The simulations show that deterministic control of ferroelectric vortex chirality in BFO thin films can be achieved by leveraging initial bi-domain configurations and external fields. The domain wall orientation and the relative polarization directions across the DW set the in-plane vorticity and thus the handedness of the vortex; reversing the bi-domain arrangement reverses chirality. External field polarity controls the out-of-plane polarization, enabling reversible switching of chirality when combined with a fixed vorticity. The coupling between polarization and elastic strain explains the observed correlations: tensile in-plane and compressive out-of-plane strains near the core accompany continuous polarization rotation, while shear strain patterns (ε23, ε13) encode the vorticity sign.

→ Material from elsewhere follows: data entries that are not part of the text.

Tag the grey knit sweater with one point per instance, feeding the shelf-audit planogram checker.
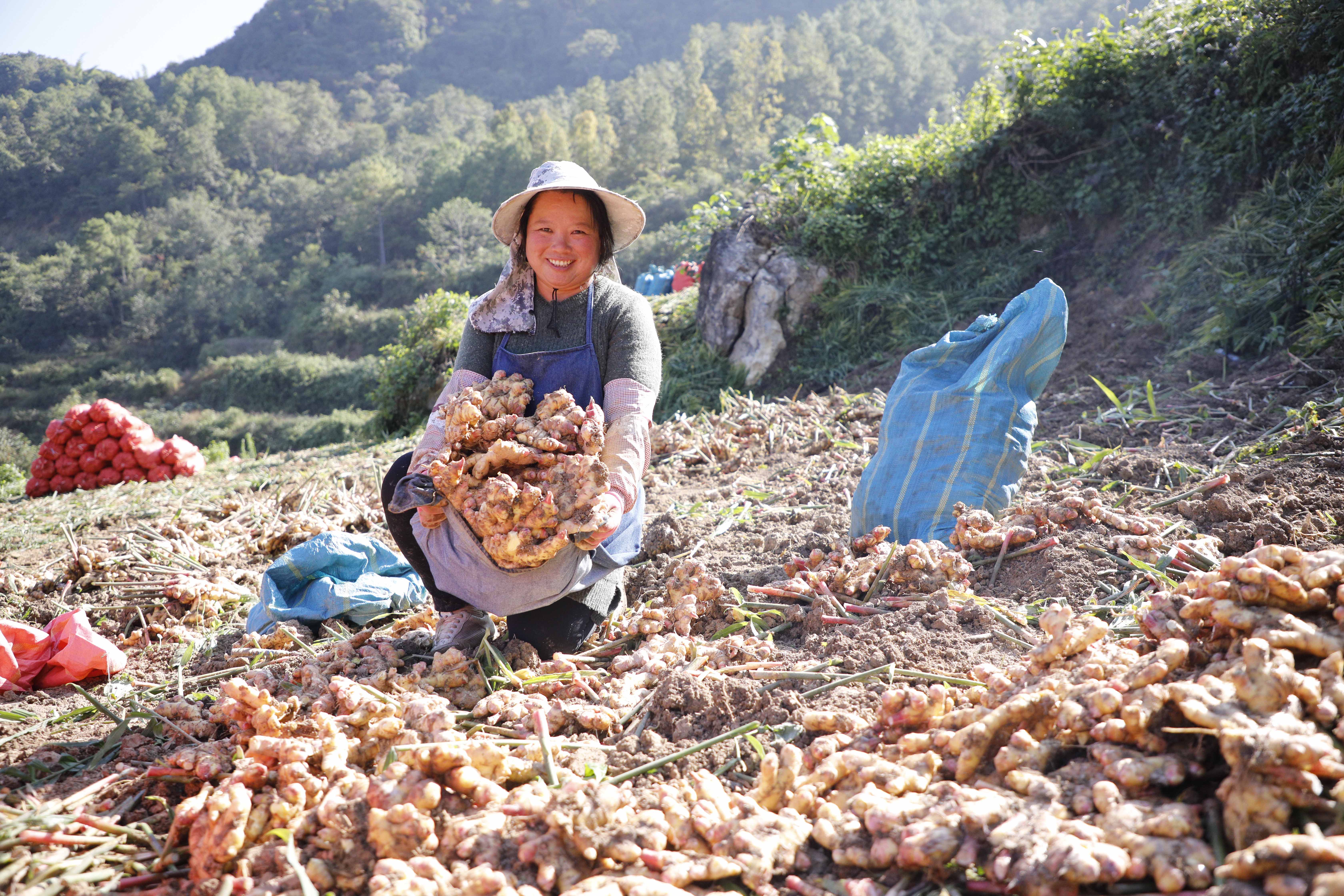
(624, 336)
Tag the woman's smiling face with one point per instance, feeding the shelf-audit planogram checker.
(562, 244)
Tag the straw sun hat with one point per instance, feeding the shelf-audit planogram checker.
(626, 214)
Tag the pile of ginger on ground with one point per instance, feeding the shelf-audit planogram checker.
(1093, 762)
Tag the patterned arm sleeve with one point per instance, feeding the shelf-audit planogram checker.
(432, 443)
(630, 416)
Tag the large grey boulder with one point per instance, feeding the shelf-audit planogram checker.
(753, 296)
(730, 265)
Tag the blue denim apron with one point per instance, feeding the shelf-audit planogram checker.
(460, 563)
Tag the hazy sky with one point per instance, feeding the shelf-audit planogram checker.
(124, 37)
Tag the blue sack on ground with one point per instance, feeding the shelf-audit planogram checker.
(656, 281)
(960, 418)
(331, 576)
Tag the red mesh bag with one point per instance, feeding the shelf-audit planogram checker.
(190, 465)
(103, 410)
(177, 449)
(119, 425)
(79, 416)
(150, 456)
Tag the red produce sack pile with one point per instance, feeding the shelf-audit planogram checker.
(68, 651)
(104, 444)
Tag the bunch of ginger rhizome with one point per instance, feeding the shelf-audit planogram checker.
(1093, 764)
(525, 484)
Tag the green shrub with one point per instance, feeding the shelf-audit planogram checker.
(269, 432)
(693, 377)
(286, 383)
(338, 327)
(1070, 159)
(238, 346)
(15, 449)
(134, 387)
(1275, 272)
(415, 369)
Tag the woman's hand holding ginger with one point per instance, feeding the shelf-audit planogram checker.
(607, 508)
(432, 518)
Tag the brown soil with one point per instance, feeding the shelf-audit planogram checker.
(1288, 491)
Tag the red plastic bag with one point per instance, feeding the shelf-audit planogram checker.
(79, 652)
(23, 653)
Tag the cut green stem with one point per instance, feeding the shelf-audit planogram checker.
(683, 754)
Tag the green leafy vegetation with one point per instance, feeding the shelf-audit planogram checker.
(268, 432)
(1082, 155)
(286, 383)
(417, 366)
(154, 217)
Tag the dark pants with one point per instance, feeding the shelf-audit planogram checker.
(557, 628)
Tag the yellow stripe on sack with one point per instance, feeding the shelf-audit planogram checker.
(861, 499)
(1017, 408)
(971, 426)
(910, 471)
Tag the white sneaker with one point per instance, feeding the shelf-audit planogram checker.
(463, 629)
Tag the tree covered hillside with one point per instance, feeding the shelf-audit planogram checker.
(505, 50)
(1201, 143)
(154, 217)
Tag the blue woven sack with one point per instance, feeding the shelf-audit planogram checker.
(960, 418)
(335, 574)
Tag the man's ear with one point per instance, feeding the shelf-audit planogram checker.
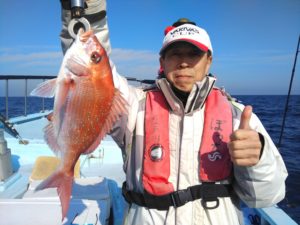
(161, 62)
(208, 64)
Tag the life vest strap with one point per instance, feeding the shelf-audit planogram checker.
(207, 192)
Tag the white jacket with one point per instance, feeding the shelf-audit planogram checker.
(261, 185)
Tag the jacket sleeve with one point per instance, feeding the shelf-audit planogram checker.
(261, 185)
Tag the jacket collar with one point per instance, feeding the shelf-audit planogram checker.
(196, 98)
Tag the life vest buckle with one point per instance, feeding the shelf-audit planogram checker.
(208, 195)
(181, 197)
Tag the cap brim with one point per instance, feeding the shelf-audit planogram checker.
(199, 45)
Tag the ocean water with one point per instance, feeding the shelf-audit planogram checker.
(270, 110)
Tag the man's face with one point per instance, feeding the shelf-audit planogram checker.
(184, 64)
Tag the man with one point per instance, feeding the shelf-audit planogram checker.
(190, 154)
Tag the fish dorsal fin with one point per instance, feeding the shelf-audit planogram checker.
(45, 89)
(119, 106)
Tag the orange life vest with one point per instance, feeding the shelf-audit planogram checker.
(215, 163)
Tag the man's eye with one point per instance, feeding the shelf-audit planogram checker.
(96, 57)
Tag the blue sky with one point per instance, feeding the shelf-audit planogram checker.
(254, 41)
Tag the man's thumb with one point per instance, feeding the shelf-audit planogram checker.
(245, 117)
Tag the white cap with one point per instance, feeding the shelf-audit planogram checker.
(188, 33)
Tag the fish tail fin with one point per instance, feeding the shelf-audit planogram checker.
(63, 183)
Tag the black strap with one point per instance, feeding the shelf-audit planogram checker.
(207, 192)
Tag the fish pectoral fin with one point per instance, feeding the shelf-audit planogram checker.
(45, 89)
(64, 184)
(51, 138)
(119, 107)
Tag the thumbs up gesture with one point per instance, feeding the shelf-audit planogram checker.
(245, 146)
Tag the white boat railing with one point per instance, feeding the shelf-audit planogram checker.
(8, 78)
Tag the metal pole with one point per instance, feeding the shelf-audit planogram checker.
(43, 101)
(289, 93)
(6, 99)
(25, 100)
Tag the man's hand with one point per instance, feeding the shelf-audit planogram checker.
(245, 146)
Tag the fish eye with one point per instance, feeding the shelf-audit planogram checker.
(96, 57)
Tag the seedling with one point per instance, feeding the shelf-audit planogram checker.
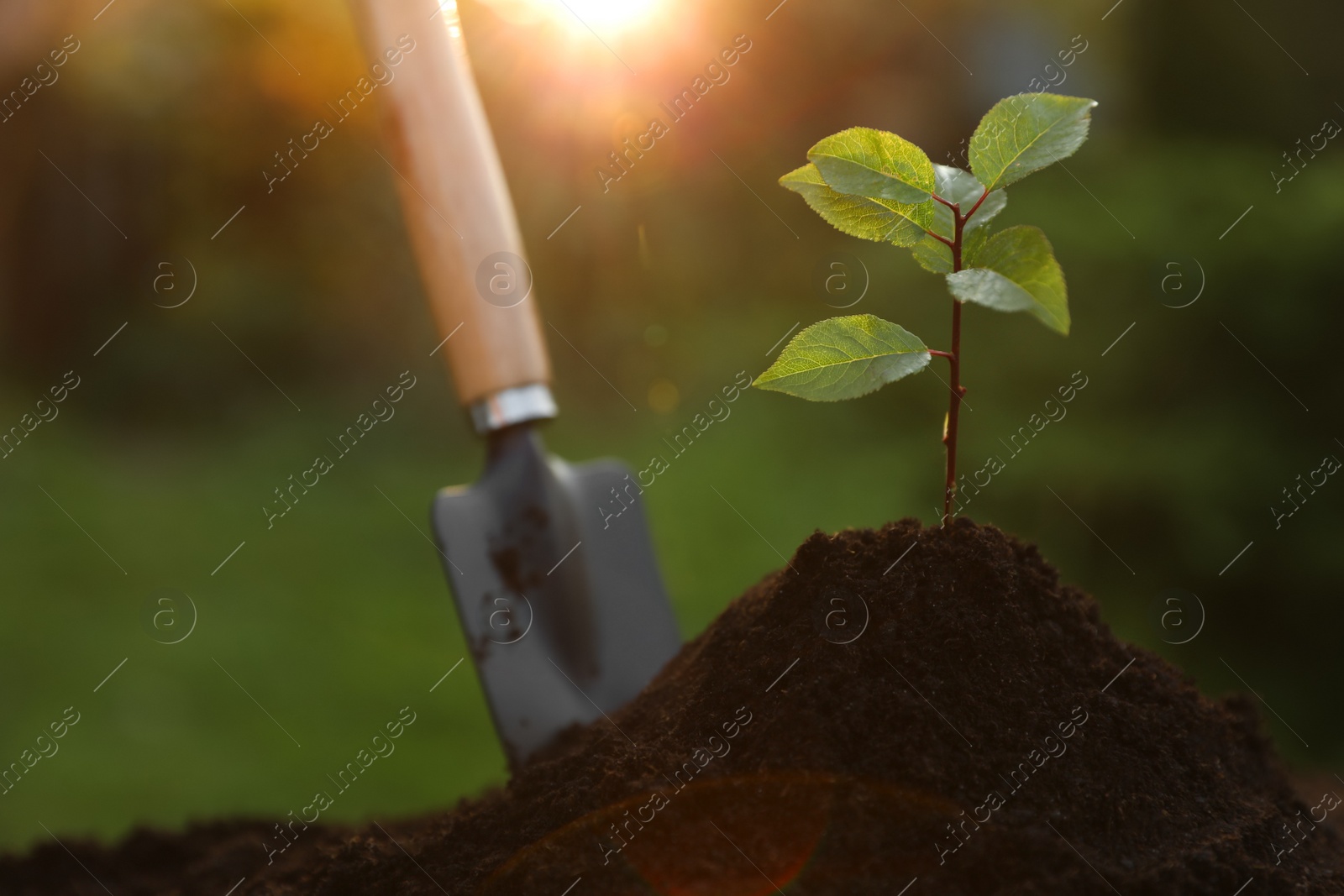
(877, 186)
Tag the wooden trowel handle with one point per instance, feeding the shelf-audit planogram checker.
(454, 197)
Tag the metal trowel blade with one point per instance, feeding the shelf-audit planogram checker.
(559, 597)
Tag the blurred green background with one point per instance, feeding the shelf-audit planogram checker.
(685, 271)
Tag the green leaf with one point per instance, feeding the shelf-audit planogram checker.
(1025, 134)
(844, 358)
(862, 161)
(963, 188)
(936, 257)
(878, 219)
(1015, 270)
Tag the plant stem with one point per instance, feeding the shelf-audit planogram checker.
(949, 437)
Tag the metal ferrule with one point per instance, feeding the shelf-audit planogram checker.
(511, 406)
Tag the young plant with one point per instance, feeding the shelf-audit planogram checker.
(877, 186)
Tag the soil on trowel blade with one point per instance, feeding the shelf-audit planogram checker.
(907, 707)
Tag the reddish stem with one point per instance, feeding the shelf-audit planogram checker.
(949, 437)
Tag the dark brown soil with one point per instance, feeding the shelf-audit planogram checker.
(984, 734)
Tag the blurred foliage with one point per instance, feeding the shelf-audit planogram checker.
(685, 271)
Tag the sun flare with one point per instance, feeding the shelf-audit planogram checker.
(604, 16)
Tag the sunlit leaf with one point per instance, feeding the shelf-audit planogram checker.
(844, 358)
(958, 187)
(862, 161)
(936, 257)
(878, 219)
(1027, 132)
(1015, 270)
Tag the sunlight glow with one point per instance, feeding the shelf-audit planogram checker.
(604, 16)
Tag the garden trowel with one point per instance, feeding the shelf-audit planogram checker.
(558, 594)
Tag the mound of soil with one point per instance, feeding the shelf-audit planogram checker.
(907, 708)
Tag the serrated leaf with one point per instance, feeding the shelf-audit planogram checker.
(936, 257)
(844, 358)
(964, 188)
(879, 219)
(1015, 270)
(958, 187)
(1026, 134)
(862, 161)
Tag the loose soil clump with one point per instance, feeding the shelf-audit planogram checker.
(900, 705)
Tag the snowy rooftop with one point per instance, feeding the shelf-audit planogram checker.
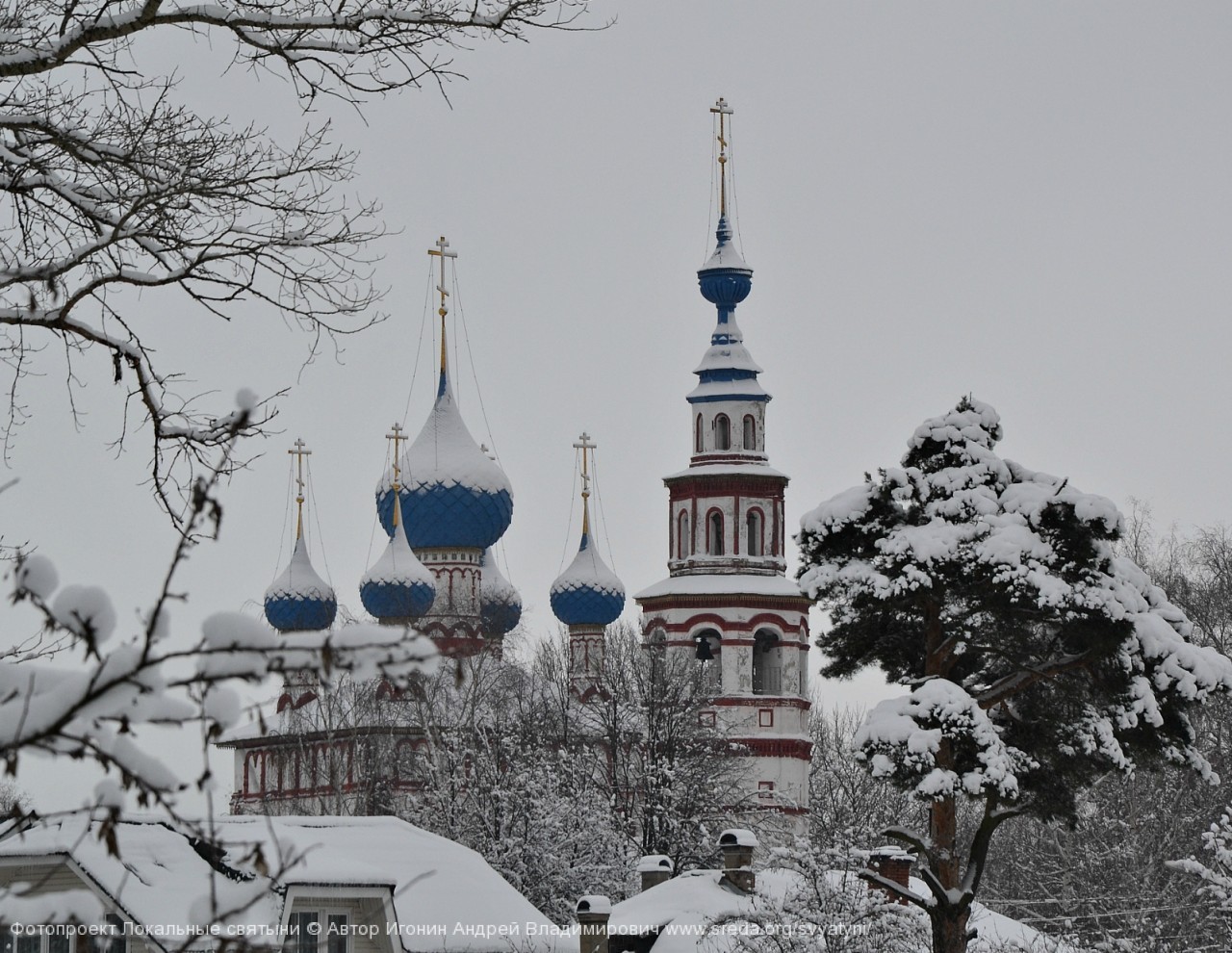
(735, 583)
(699, 899)
(162, 879)
(751, 469)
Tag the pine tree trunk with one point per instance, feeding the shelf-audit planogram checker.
(949, 930)
(949, 922)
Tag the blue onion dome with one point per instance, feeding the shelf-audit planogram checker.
(398, 585)
(454, 495)
(586, 593)
(725, 280)
(500, 606)
(299, 601)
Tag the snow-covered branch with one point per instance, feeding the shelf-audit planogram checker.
(93, 692)
(113, 188)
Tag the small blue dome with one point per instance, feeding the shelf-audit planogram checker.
(725, 280)
(454, 495)
(398, 585)
(299, 601)
(586, 593)
(500, 606)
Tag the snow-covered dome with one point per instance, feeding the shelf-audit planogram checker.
(586, 593)
(725, 279)
(454, 495)
(500, 606)
(299, 601)
(398, 585)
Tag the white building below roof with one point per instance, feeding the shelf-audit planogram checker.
(413, 890)
(721, 584)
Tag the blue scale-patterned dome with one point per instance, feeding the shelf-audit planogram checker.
(299, 601)
(586, 593)
(454, 495)
(398, 585)
(500, 606)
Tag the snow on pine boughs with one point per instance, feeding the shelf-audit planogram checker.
(1004, 580)
(1215, 865)
(902, 736)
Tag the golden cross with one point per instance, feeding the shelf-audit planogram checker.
(584, 445)
(724, 110)
(299, 451)
(440, 251)
(396, 435)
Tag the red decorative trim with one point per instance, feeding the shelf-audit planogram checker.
(804, 704)
(793, 749)
(725, 484)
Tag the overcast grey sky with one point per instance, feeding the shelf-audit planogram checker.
(1030, 202)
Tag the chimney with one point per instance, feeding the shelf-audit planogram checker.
(654, 868)
(738, 846)
(594, 912)
(894, 864)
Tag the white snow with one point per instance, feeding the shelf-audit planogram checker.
(399, 565)
(654, 863)
(445, 453)
(902, 736)
(739, 837)
(588, 571)
(299, 580)
(85, 610)
(162, 879)
(718, 583)
(747, 389)
(38, 576)
(594, 904)
(725, 469)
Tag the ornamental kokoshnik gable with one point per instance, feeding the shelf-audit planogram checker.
(727, 601)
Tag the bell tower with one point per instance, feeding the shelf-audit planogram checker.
(727, 602)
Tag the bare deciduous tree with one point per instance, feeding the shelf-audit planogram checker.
(111, 187)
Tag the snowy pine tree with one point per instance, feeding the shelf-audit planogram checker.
(1038, 657)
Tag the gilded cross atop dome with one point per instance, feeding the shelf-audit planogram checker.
(724, 111)
(584, 445)
(397, 438)
(443, 251)
(299, 451)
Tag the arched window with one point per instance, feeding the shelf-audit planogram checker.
(766, 663)
(753, 532)
(715, 532)
(709, 654)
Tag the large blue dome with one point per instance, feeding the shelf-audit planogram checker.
(500, 606)
(398, 587)
(299, 601)
(588, 592)
(454, 495)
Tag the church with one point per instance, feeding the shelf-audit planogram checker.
(725, 605)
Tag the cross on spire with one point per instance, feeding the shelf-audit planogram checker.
(584, 445)
(397, 438)
(724, 111)
(443, 251)
(299, 451)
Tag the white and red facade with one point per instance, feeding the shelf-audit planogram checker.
(727, 602)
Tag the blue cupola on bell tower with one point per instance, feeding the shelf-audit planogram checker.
(729, 403)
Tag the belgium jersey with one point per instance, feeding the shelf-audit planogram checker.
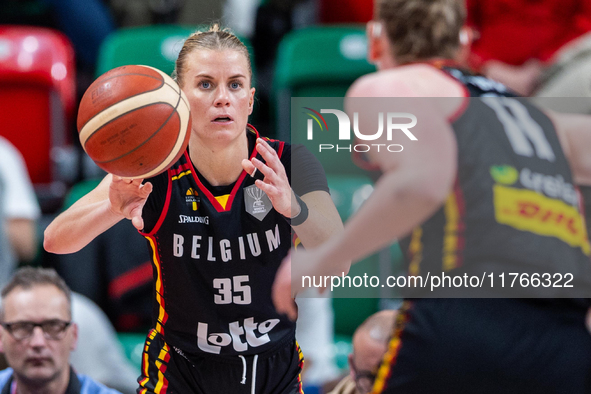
(514, 207)
(215, 253)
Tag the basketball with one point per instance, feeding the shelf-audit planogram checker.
(134, 121)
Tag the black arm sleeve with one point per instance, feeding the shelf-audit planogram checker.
(155, 203)
(303, 169)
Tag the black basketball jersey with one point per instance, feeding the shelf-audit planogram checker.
(514, 204)
(215, 256)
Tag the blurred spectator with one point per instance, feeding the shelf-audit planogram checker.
(370, 343)
(19, 212)
(39, 359)
(539, 47)
(99, 353)
(315, 335)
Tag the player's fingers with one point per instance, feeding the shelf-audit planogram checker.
(270, 156)
(269, 189)
(146, 189)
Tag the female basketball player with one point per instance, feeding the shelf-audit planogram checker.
(448, 198)
(218, 223)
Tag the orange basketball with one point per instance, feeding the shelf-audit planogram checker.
(134, 121)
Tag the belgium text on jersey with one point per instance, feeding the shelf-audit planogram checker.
(200, 248)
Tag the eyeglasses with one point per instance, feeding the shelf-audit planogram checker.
(364, 380)
(52, 329)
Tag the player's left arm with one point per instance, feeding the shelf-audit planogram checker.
(413, 185)
(322, 220)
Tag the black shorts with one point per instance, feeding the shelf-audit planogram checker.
(166, 370)
(494, 346)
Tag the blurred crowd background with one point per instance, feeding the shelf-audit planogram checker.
(52, 50)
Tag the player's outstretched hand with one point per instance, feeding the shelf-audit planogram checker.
(283, 298)
(128, 197)
(275, 183)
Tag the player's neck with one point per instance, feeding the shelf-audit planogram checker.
(56, 386)
(219, 165)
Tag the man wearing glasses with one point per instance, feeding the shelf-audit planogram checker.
(37, 336)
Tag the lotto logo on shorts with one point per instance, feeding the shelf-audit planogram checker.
(241, 336)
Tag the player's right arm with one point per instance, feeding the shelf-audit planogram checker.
(574, 131)
(112, 200)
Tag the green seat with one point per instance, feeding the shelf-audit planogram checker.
(319, 61)
(133, 346)
(348, 193)
(157, 46)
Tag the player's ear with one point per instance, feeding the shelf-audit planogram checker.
(375, 41)
(74, 342)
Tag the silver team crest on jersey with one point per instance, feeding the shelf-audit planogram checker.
(256, 202)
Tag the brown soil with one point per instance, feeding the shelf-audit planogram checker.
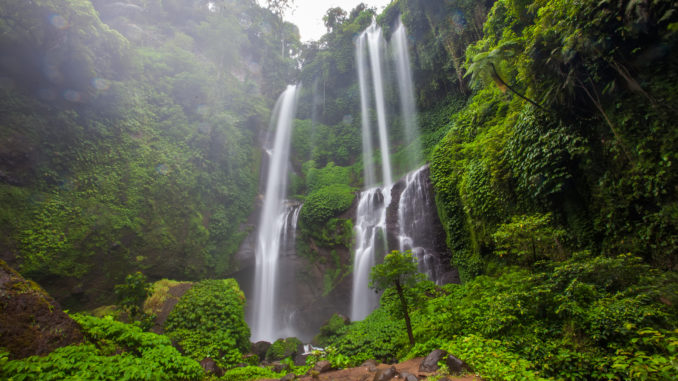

Flexoelectricity influences morphology via enhanced strain gradients but does not alter chirality selection given an initial domain architecture. The retention of the topological vortex after field removal, contingent on sufficient charged-region size, highlights nonvolatile behavior and potential fatigue tolerance critical for memory devices. Charge density governs switching pathways and domain ratios, with 71° switching favored, shaping the resulting vortex morphology and core position. These insights bridge domain engineering (via DWs) with field-driven control to realize robust, switchable chiral textures in ferroelectric films.

This work establishes a deterministic and reversible route to manipulate vortex chirality in BiFeO₃ thin films via phase-field simulations. Key contributions include: (1) elucidating how initial bi-domain arrangements set in-plane vorticity and thus chirality; (2) demonstrating that external field polarity switches out-of-plane polarization to reversibly toggle chirality while maintaining vorticity; (3) revealing the dominant role of 71° switching and the dependence of vortex formation and core position on surface charge density; (4) correlating shear strain signatures with vorticity; and (5) showing post-stimulus retention of topological vortices, with stability governed by the charged-region size. These findings provide theoretical guidance for engineering nonvolatile, fatigue-tolerant chiral vortex states for low-power, high-density ferroelectric memory. Future directions include experimental validation of chirality control protocols in BFO and other ferroelectrics, optimization of device geometries and charge/field delivery to enhance stability at smaller scales, exploration of dynamic switching speeds and endurance, and extension to multilayer or heterostructure systems where interfacial coupling may further tailor vorticity and chirality.

• The study is computational; experimental factors such as defects, leakage, and realistic electrode/ionic environments may influence switching thresholds and stability.
• Stability after field removal depends strongly on the size of the charged region; small regions (W ≤ 60 nm) lead to vortex merging, which may constrain device scaling.
• Material parameters (e.g., flexoelectric coefficients) are based on estimates; variations could affect morphology and thresholds.
• Short-circuit electrostatic boundary conditions and idealized mechanical constraints may not capture all experimental depolarization and substrate effects.